157 N.W. 287 | N.D. | 1916
The two school districts involved in this litigation changed their boundaries pursuant to the decision in School Dist. v. Thompson, 27 N. D. 159, 116 N. W. 727. Pursuant to §§ 1327-1331, Comp. Laws 1913, arbitrators were appointed to equalize the property, funds on hand, and debts. Their award, among other things, allowed the plaintiff $239.87. For some reason not apparent to this court, difficulties arose regarding the payment of this amount, and plaintiff commenced this suit, alleging in his complaint the facts already set forth, and, in part, alleging that the award aforesaid provided that school district No. 33 issue its check for $239.87 as its pro rata share of indebtedness belonging to said district No. 91 at the time of the change in boundary line; that the plaintiff has performed all the orders on its part with reference to said award, and thereafter demanded of the said defendant the payment of the said sum. That defendant then, and ever since, has refused to pay the same to the plaintiff, and the same is now due and payable. “Wherefore, plaintiff demands judgment against the said defendant for the sum of $239.87 and interest at the rate of 7 per cent per annum from April 27, 1911, besides the costs of this action.” To this complaint a demurrer was interposed alleging that the complaint did not state facts sufficient to constitute a cause of action, and on its face affirmatively showed that the plaintiff has no cause of action. The demurrer was sustained by the trial court, as he says, upon the grounds that §§ 1327 — 1331, Comp. Laws 1913, made provision for the collection of such award by taxation, and that the remedy in case of a failure to make the levy would be mandamus to compel the officers to do their duty, and not by application for a general judgment and execution. This appeal challenges the correctness of such order. The five sections involved read as follows:
“§ 1327. Equalization of Indebtedness by Arbitration. — After the boundaries of a school district have been established as provided for in this chapter, all school districts or parts of school districts that existed as school corporations, or as parts thereof, before the taking
“§ 1328. Tax to Equalize and Pay Previous Debts. — Such board shall take an account of the assets, funds on hand, the debts properly and justly belonging to or chargeable to each corporation, or part of a corporation affected by such change, and levy such a tax against each as will in its judgment justly and fairly equalize their several interests.
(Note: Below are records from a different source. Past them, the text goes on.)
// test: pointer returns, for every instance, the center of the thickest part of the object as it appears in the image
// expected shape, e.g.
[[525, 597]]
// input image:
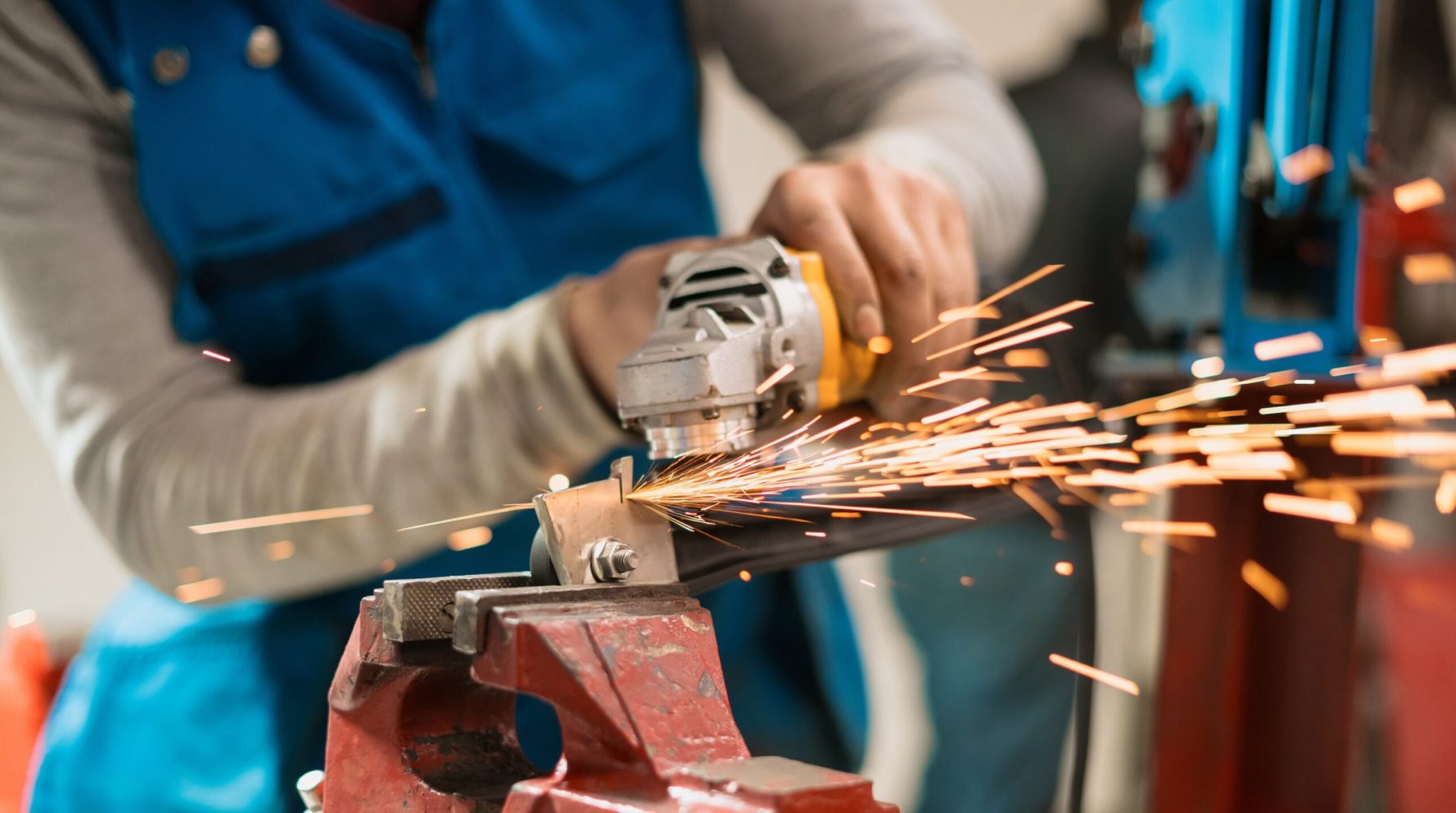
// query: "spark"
[[283, 518], [970, 311], [899, 511], [1310, 508], [774, 379], [1009, 329], [1446, 493], [1206, 367], [1391, 534], [492, 512], [468, 538], [1266, 584], [1305, 165], [20, 619], [1419, 195], [1284, 346], [1027, 357], [1022, 337], [957, 411], [1107, 678], [1414, 364], [1161, 527], [1430, 268], [1393, 444]]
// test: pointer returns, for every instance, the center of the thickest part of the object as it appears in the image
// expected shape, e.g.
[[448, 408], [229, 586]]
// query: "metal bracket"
[[574, 520]]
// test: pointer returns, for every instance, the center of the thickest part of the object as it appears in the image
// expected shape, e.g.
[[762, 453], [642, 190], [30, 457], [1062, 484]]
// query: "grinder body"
[[730, 317]]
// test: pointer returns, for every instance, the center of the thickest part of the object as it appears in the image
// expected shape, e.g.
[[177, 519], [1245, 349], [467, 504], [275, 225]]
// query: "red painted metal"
[[641, 700], [1255, 704]]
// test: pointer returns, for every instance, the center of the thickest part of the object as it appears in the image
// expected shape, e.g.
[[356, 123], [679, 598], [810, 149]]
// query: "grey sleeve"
[[153, 437], [888, 79]]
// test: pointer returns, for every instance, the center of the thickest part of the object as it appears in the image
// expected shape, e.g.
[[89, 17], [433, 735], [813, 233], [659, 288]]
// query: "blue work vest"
[[331, 197]]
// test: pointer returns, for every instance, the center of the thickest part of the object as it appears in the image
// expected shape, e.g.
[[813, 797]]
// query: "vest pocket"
[[366, 233]]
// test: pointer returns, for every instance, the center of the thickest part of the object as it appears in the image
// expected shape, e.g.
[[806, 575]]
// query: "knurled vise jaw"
[[728, 319]]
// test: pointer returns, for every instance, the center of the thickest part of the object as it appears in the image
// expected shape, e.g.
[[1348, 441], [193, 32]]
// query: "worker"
[[416, 239]]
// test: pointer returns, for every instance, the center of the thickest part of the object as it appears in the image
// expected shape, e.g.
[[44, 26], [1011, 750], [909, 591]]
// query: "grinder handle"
[[848, 365]]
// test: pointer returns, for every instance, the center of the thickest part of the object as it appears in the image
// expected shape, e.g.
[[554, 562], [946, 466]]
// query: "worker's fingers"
[[804, 213], [953, 281], [905, 262]]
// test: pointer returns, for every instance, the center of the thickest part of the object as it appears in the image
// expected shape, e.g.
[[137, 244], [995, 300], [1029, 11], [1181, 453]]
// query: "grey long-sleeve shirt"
[[156, 438]]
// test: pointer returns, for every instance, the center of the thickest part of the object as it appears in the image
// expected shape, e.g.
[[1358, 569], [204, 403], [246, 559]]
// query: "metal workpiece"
[[591, 530], [728, 319], [473, 608]]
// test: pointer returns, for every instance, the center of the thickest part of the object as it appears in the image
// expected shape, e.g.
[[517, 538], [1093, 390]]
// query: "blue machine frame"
[[1268, 77]]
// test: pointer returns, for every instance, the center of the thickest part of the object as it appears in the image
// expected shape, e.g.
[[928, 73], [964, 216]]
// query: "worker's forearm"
[[478, 420], [890, 79]]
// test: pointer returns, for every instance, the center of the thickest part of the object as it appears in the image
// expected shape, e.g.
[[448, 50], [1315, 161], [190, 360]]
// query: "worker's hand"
[[610, 316], [897, 252]]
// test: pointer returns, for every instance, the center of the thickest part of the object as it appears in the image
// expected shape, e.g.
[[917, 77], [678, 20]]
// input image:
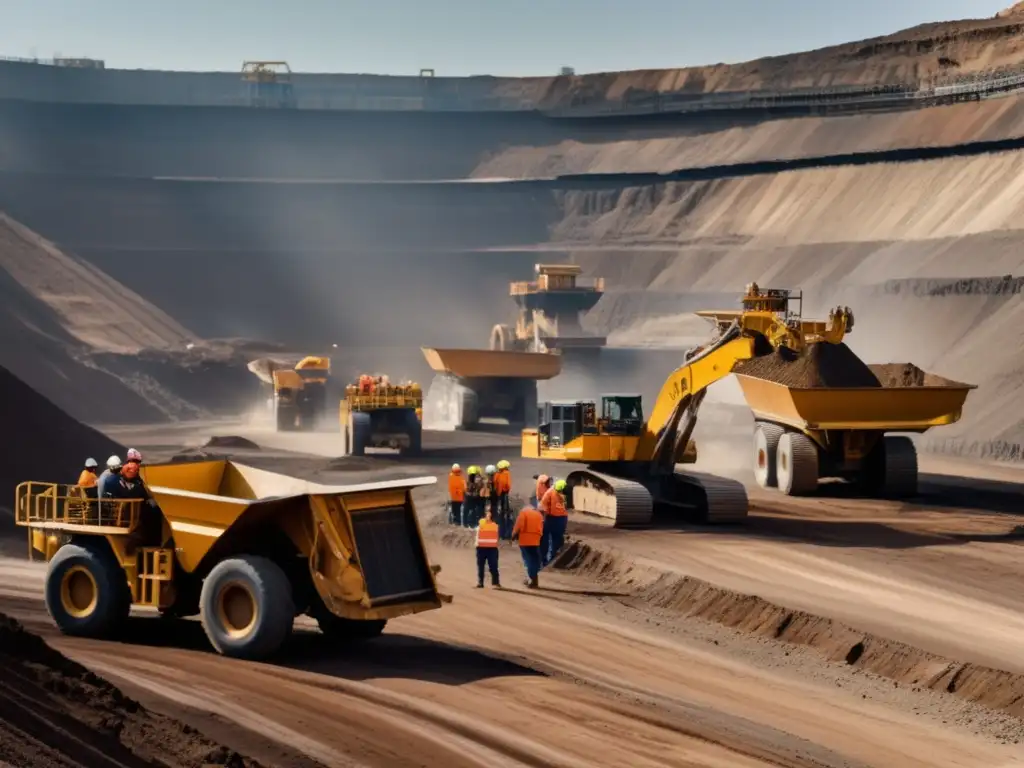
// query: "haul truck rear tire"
[[359, 432], [797, 464], [766, 437], [891, 470], [86, 591], [246, 606]]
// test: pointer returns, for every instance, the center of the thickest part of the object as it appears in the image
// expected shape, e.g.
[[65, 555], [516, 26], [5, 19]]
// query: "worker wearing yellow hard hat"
[[555, 520]]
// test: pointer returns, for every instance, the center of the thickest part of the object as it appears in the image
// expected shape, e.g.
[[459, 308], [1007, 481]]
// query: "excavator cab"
[[622, 415]]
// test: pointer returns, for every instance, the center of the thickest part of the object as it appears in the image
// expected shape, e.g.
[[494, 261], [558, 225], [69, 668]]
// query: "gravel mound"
[[59, 715]]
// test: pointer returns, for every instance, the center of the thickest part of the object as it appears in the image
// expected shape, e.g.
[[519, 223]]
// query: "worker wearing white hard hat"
[[457, 495], [87, 477]]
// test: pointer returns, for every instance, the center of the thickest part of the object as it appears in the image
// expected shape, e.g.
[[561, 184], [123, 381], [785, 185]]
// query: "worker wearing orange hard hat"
[[503, 486], [528, 529], [457, 495]]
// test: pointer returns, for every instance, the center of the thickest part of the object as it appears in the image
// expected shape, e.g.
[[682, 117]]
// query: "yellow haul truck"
[[377, 414], [801, 434], [246, 550], [300, 394]]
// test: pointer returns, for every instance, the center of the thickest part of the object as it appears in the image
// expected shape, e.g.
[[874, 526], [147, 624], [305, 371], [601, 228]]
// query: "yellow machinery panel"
[[481, 364], [887, 409]]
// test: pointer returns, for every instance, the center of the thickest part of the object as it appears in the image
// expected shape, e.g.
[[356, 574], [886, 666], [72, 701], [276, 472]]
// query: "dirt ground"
[[829, 631]]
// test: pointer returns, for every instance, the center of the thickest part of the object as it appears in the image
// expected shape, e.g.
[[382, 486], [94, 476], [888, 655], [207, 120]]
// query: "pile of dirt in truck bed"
[[819, 366], [57, 714], [42, 441]]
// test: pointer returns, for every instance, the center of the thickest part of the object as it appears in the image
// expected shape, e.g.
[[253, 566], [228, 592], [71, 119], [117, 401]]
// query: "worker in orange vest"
[[457, 495], [529, 529], [486, 550], [555, 521], [503, 486], [542, 486]]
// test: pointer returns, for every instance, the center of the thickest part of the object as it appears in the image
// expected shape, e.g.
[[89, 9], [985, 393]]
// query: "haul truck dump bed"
[[244, 549]]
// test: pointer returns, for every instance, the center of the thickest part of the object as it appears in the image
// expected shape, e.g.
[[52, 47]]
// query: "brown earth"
[[59, 715], [710, 648], [818, 366], [43, 442]]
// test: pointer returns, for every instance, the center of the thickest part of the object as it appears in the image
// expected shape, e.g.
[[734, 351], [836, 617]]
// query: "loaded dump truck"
[[244, 549], [820, 413], [377, 414]]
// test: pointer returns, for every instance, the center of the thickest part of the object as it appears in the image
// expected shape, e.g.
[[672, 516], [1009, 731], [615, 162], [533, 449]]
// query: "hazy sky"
[[455, 37]]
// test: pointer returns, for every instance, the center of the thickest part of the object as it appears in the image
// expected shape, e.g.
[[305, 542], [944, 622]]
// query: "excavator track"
[[690, 497]]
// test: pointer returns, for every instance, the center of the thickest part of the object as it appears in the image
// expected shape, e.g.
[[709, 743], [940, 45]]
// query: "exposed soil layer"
[[59, 715], [820, 365], [900, 663], [43, 442]]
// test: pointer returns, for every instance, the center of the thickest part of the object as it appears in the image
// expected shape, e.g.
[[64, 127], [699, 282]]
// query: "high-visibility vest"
[[529, 527], [457, 486], [553, 504], [486, 534]]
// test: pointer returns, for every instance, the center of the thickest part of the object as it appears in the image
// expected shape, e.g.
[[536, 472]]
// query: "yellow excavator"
[[631, 463]]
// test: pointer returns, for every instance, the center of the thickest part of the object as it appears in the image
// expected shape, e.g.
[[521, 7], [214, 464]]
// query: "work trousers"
[[455, 513], [504, 517], [531, 559], [487, 556], [553, 538], [472, 511]]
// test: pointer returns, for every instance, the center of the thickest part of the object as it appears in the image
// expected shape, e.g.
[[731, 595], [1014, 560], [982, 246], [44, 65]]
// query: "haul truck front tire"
[[246, 606], [86, 591]]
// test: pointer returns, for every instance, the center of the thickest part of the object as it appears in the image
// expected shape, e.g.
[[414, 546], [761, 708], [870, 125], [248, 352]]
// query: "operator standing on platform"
[[457, 495]]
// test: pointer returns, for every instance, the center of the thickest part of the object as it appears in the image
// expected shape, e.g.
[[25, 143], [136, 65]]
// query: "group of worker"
[[480, 501], [121, 481]]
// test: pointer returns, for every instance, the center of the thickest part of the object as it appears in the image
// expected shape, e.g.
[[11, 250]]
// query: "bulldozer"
[[246, 550], [299, 393], [801, 434], [377, 414]]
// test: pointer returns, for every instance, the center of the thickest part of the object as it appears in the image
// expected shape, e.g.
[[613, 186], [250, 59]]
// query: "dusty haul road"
[[607, 665]]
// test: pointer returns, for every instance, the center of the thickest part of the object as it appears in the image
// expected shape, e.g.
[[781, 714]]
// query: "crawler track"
[[690, 497]]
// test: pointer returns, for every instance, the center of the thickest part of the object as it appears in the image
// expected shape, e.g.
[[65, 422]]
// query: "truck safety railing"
[[59, 506], [373, 400]]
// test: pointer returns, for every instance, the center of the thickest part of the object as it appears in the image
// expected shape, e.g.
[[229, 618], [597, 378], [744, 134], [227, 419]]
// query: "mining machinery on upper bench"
[[803, 433], [299, 393], [550, 308], [378, 414]]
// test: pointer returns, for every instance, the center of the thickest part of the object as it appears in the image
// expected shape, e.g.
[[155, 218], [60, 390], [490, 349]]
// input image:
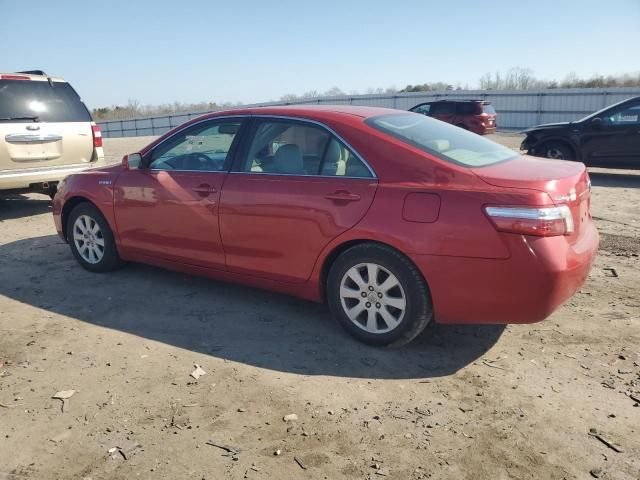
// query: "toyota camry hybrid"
[[393, 218]]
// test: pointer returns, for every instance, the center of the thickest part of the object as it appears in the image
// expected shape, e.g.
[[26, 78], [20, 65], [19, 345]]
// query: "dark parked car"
[[477, 116], [606, 138]]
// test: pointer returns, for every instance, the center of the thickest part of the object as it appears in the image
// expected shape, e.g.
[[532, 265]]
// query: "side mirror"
[[132, 161]]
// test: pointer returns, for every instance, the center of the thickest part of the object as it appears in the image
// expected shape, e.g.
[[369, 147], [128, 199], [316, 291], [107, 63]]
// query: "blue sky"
[[250, 50]]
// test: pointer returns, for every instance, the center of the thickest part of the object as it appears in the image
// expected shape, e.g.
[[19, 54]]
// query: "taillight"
[[97, 136], [539, 221]]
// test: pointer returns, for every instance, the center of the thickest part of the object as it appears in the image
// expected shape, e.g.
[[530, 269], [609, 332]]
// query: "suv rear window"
[[56, 102], [488, 108], [442, 140]]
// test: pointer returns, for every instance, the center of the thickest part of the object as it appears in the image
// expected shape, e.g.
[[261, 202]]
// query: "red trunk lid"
[[566, 183]]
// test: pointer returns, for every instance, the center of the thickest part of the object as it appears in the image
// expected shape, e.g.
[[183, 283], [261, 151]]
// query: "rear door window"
[[284, 147], [443, 108], [466, 108], [202, 147], [29, 100], [423, 109], [488, 108], [442, 140]]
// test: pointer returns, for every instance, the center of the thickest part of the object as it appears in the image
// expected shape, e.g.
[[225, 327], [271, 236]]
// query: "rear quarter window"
[[49, 102], [442, 140]]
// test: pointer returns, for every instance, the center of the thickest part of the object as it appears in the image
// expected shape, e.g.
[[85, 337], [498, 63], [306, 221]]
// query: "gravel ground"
[[461, 402]]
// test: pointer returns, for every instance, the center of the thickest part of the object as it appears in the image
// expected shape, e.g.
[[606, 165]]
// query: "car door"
[[613, 138], [169, 208], [294, 188]]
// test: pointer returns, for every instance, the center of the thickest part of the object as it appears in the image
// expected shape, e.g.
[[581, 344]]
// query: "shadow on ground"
[[228, 321], [19, 206], [609, 179]]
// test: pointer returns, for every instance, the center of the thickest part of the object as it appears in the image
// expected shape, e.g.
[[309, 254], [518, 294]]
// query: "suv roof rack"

“§ 1329. Maximum Annual Tax Levy for Such Purposes. — When the amounts to be levied upon the several corporations or parts of corporations mentioned in the preceding section, shall be fixed, a list thereof shall be made wherein the amount shall be set down opposite each corporation. The whole shall be stated substantially in the form herein required for certifying school taxes, and addressed to the county auditor, and shall be signed by a majority of such board of arbitration ; such levy shall be deemed legal and valid upon the taxable property of each corporation: Provided, however, That not more than 15 mills thereof shall be extended against such taxable property in any one year, and such levy not exceeding 15 mills on the dollar shall be extended as in this section provided from year to year, until the whole amount shall be so levied. The county auditor shall preserve such levies and shall extend the several rates from year to year, as above required by law for district taxes and the taxes shall be collected at the same time and in the same manner as other taxes axe collected.
“§ 1330. Proceeds to be Turned over to the Respective Districts.— Opposite the several descriptions of property on the tax list shall be
“§ 1331. Maximum Tax Levy for All School Purposes. — The taxes levied for purposes of equalization shall be in addition to all other taxes for school purposes: Provided, That all taxes for school purposes, including such taxes for equalization, shall not exceed 30 mills on the dollar in any one year. The provisions of this article shall apply to and govern all school districts and parts of school districts hereafter divided or consolidated with each other or with other districts in the divisions, uniting for apportionment of their debts and liabilities or property and assets.”
A perusal of the said statute convinces us that the trial court is correct. Those sections provide for the tax levy against each district in such sum as will justly and fairly equalize their several interests; for the certification by the arbitrator to the county auditor in the form of a tax levy; for the extension of this levy by the county auditor, and a provision that when the taxes are collected they shall be paid over to the district in whose behalf they are levied. The statute provides complete machinery for the collection of plaintiff’s claim, and we do not believe a court should be asked to ignore this existing remedy and substitute another. The fact that the arbitrators undertook to provide a cash payment in place of the statutory method does not change the situation. Plaintiff’s remedy is to compel by mandamus the statutory steps to be taken leading to a levy and payment according to law. Judgment is affirmed.